A straightforward question: how do you tell which institution is which? Easy enough, you may think. Every institution has a unique name. Ah – would that it were so! Institutions change names surprisingly often, to reflect regional changes, aspirations, mergers, changes in status, or marketing whims. While this is all fun and games for some, it can cause endless trouble for a wonk looking to collate a time series.
In their ineffable wisdom, the university and college bits of the four devolved governments got their heads together as the UK Registry of Learning Providers and allocated every institution they knew about a Provider Reference Number (UKPRN). This is similar, but different to the DfE Edubase which covers the compulsory sector, FE and HE in England and Wales, and to a whole bunch of other identifiers like URNs, Independent Schools Council Number…
But UKPRN is the primary identifier used in HE. Or it should be. And no matter how the name of an institution changes, the number remains the same.
HESA also uses INSTIDs, for internal reasons best known to itself. But every INSTID maps to one, and only one, UKPRN – and HESA nicely demonstrates how not even a merger of institutions can disrupt the strength and smoothness of this system. HESA publishes UKPRNs with its datasets too. Well played, HESA.
If you want to be King Wonk this (on data.ac.uk – kudos to Chris Gutteridge for some sterling data-wonk work) is the dataset you’ll be wanting to map everything else to. It includes, alongside the UKPRN, a bunch of other information about mission groups, map coordinates, Wikipedia pages. Because the UKPRN is the common identifier, you could map data from say HESA or HEFCE to the codes and be able quickly to sort things by mission group or whatever else you fancy.

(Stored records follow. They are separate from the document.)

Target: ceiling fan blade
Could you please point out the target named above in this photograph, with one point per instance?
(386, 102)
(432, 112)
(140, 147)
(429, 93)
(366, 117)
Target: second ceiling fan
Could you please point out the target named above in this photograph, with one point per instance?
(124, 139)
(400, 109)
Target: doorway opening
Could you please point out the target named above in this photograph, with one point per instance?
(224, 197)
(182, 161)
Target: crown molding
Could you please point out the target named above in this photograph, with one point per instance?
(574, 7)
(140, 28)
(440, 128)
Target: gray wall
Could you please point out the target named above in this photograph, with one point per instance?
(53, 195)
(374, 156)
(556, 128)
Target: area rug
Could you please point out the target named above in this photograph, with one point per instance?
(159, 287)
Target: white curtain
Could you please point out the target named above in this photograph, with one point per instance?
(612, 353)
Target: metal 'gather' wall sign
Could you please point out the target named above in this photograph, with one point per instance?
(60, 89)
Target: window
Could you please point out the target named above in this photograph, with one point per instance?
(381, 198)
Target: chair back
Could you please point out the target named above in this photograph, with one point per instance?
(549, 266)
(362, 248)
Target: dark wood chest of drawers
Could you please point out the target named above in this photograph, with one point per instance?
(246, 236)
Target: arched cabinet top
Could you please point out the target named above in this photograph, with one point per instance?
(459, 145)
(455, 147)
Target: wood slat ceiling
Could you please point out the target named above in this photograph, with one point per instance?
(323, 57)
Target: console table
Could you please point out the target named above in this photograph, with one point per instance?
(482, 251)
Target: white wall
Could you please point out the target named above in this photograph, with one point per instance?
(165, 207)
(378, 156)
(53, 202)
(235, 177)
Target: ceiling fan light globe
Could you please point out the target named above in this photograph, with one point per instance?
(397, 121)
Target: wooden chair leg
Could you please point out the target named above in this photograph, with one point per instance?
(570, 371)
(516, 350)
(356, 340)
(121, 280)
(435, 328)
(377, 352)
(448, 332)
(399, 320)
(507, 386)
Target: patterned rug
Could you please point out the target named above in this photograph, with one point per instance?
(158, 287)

This is possible because when HEFCE and HESA publish anything that involves a list of institutions and data, they publish it as a spreadsheet or .csv file and use UKPRNs to identify institutions.
QAA also uses UKPRNs as identifiers within the database that serves the pages with institutional reports on – look at the end of the web address (URL) from each institutional page. But because QAA doesn’t publish this information as a .csv, you have to get into screen scraping to get information into a form you can play with. Seriously, QAA – give us a spreadsheet.
Unistats is too cool for school. It does use UKPRNs and offers its data up as XML and a documented API. For those of us who don’t speak nerd, that means that you can talk to their datasets from within your computer program over the internet. This offers amazing possibilities if you can code, but you haven’t learnt to code and you probably never will.
UCAS has always used its own special institutional codes which are not UKPRNs for reasons lost in the mist of time. It does offer .csv downloads now, after a long time offering only .pdfs (which were completely useless) – but they don’t map these to UKPRNs even though this would be trivial. If you need to, you can do it via data.ac.uk, but it’s just more hassle that you don’t want.
And then we come to gov.uk which published the TEF eligibility list as a pdf with no identifiers at all. Slow handclap, gov.uk. We wrote about that in more depth here.
In conclusion, if you are publishing something that is a list of institutions, or you are developing something that you might one day publish that is a list of institutions: include the UKPRN. And do not, on any account, publish it as a pdf.